AlienVault hits our data log aggregation, recovery and threat detection sweet spot.
May 13, 2019
AlienVault hits our data log aggregation, recovery and threat detection sweet spot.
Score 8 out of 10
Vetted Review
Verified User
Software Version
USM Anywhere (SaaS)
Overall Satisfaction with AlienVault USM
AlienVault is being used to aggregate error log information across the organization from servers, networking equipment and client machines. It then allows searching of that information, categorizing it and applying rules to notify engineering and department management should anomalies occur. These notifications can take a variety of forms and are then acted upon by the appropriate technical staff, thus meeting technical and processing needs.
- Data aggregation is reliable and relatively easy to set up.
- The product is flexible in the way it can be configured to record and aggregate activity.
- Alerts are easily configurable.
- It is easy to demonstrate the product to satisfy auditors.
- There are a plethora of possible rules configurations. These could be better categorized.
- More readily available examples for particular configurations, like comprehensive Exchange monitoring for example.

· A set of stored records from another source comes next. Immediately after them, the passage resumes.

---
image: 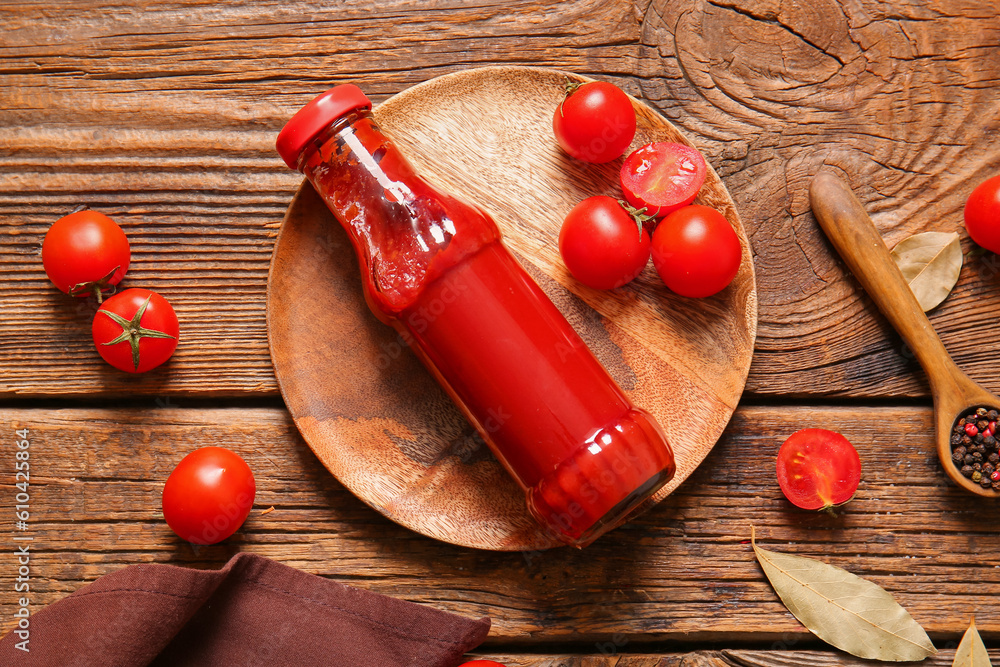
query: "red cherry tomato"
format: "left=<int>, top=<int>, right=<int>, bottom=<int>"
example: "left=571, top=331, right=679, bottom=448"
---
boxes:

- Online at your own speed training would be an excellent addition.
We selected AlienVault over Splunk because Splunk would have required pretty much a full-time FTE to effectively manage it for our organization. AlienVault does require the same level of oversight, but provides 90% of the functionality. We also looked at some open source options, but these were cobbled together, were very version dependent on their individual components, and would have required even more babysitting.